Punjab freedom of information bill: Civil society rejects draft
LAHORE: Representatives of civil society organisations on Friday rejected the draft Punjab Freedom of Information Bill 2013, describing it as a “disabler law” having no mention of the status of whistleblowers.
Maximised time of redressal mechanism, long list of arbitrary “exemptions”, safeguarding many public domain information with the notion of “national defence or security”, “public order” and “public interest”, concealing commercial interest of a public body running with taxpayers’ money and not questioning government ability to manage economy were some of the points they criticised during a discussion on the draft bill, which the Punjab government has offered for public comments.
The full text of the draft law was published in English language in leading Urdu newspaper on Aug 8.
The consultation was organised by UNDP-Pakistan and Punjab Lok Sujag. The participants discussed proposed law from three angles. They were of the view that the proposed draft was overwhelmed by disabling clauses in relation to citizens’ “Right to Information” being protected in Article 19-A of the 1973 Constitution. “The spirit of Article 19 (A) is tactfully denied in the proposed law,” it was noted.

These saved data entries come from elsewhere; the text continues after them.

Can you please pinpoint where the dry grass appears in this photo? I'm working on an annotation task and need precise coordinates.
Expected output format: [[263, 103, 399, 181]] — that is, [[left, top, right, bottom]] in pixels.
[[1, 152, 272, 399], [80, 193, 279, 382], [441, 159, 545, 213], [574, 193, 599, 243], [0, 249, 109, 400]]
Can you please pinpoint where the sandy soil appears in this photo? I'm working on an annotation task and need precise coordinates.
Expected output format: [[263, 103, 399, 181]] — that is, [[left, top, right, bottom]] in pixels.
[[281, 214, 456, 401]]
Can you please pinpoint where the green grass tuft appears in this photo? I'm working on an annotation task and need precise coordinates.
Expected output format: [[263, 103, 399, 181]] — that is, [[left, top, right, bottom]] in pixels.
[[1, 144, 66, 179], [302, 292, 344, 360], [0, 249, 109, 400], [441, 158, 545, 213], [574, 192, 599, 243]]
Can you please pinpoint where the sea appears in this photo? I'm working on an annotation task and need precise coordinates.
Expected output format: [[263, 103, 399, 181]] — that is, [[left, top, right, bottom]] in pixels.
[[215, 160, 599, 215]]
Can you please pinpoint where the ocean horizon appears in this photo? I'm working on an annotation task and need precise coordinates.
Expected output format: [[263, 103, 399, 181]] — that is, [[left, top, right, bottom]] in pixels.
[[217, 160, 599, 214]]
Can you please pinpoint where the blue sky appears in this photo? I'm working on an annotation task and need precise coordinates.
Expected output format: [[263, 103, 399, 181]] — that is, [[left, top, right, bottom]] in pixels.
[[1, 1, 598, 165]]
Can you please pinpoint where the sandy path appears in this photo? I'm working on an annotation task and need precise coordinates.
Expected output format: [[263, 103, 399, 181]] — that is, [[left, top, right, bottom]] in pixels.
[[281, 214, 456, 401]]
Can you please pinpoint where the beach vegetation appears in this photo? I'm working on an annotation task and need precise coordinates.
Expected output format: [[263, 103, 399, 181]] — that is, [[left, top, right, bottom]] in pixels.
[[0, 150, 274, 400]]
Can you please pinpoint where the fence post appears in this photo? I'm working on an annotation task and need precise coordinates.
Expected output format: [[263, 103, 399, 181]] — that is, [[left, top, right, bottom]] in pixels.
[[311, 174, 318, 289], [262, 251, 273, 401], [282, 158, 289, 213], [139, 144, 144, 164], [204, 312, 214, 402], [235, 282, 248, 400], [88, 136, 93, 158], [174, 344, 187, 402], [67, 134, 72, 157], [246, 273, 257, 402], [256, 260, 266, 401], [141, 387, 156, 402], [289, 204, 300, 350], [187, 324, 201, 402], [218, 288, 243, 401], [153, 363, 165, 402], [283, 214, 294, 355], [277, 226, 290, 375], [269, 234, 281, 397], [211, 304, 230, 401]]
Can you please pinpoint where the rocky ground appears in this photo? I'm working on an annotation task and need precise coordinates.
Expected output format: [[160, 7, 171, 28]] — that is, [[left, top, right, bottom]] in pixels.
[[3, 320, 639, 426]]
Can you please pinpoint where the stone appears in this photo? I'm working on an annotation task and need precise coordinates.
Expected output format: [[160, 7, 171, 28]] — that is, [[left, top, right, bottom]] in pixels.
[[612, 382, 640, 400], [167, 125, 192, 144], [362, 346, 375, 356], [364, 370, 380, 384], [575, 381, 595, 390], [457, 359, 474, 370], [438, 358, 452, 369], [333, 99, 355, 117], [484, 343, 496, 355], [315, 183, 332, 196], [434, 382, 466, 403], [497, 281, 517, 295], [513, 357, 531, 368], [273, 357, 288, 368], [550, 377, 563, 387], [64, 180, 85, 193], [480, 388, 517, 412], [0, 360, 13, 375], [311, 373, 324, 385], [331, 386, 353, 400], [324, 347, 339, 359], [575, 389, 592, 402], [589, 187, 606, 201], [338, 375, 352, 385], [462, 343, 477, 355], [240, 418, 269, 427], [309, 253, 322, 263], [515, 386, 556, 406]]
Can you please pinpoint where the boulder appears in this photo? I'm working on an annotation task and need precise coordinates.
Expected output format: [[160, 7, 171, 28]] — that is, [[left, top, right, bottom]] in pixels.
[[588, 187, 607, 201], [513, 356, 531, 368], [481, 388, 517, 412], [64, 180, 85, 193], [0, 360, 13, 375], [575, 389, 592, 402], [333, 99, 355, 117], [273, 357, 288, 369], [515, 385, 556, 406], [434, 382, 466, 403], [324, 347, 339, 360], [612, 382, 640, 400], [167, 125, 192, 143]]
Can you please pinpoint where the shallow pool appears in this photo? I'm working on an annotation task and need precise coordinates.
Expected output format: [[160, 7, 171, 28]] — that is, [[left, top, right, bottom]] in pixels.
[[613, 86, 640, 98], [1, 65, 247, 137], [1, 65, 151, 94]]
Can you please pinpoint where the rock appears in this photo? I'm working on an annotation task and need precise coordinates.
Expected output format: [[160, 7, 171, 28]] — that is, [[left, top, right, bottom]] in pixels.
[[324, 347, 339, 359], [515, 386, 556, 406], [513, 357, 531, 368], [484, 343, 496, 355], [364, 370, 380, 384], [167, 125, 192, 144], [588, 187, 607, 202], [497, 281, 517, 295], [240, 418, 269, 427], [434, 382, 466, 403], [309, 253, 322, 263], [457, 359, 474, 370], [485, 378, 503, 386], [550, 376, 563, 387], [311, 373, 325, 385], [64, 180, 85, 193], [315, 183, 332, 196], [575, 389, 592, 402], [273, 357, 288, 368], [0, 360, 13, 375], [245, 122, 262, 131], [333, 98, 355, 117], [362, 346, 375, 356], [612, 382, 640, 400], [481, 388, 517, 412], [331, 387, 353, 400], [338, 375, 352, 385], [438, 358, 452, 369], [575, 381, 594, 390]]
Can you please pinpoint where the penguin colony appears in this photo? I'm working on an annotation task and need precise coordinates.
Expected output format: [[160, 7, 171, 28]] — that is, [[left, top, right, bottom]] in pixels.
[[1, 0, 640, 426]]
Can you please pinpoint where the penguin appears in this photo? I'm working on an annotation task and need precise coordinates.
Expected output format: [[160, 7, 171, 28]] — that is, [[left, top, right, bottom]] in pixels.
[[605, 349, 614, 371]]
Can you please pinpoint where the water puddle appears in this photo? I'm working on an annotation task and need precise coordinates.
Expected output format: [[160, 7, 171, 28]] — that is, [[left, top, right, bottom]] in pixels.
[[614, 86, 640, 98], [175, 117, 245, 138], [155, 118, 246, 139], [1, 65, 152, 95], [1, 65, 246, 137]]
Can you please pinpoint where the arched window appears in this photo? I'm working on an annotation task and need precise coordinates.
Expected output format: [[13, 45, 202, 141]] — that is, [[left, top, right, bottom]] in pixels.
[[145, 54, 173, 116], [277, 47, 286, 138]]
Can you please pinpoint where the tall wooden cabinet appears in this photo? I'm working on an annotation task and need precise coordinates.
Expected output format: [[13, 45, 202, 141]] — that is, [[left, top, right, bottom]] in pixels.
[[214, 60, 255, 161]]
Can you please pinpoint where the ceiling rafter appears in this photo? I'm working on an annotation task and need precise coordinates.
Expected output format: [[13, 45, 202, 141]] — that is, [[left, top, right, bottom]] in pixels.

“The draft is deficient on account of definitional clarity, procedural framework and scope of operations,” it was observed. The intent of law should be to enable citizens to have access to information but the draft law apparently disables citizens to exercise their right to information.
They urged the lawmakers to screen the draft within the ambit of Article 19(A), revisit and improve before making it a piece of legislation in the Punjab Assembly.
They urged that the title of the proposed law should adopt constitutional expression (Article 19-A) and it should be rephrased as “The Punjab Right to Information Act-2013” and this spirit shall also be reflected in its preamble.
The overstretched area of ‘exemptions’ (Clause 13) in the disclosure of information was noted as the major disabler, as some of the exemptions proposed in the law do not meet the standards of openness and responsive and transparent governance.
The denial of access to information under the pretext of “public order”, “public interest” is misleading, as this opens a room for subjectively motivated interpretations on part of the information provider (the state).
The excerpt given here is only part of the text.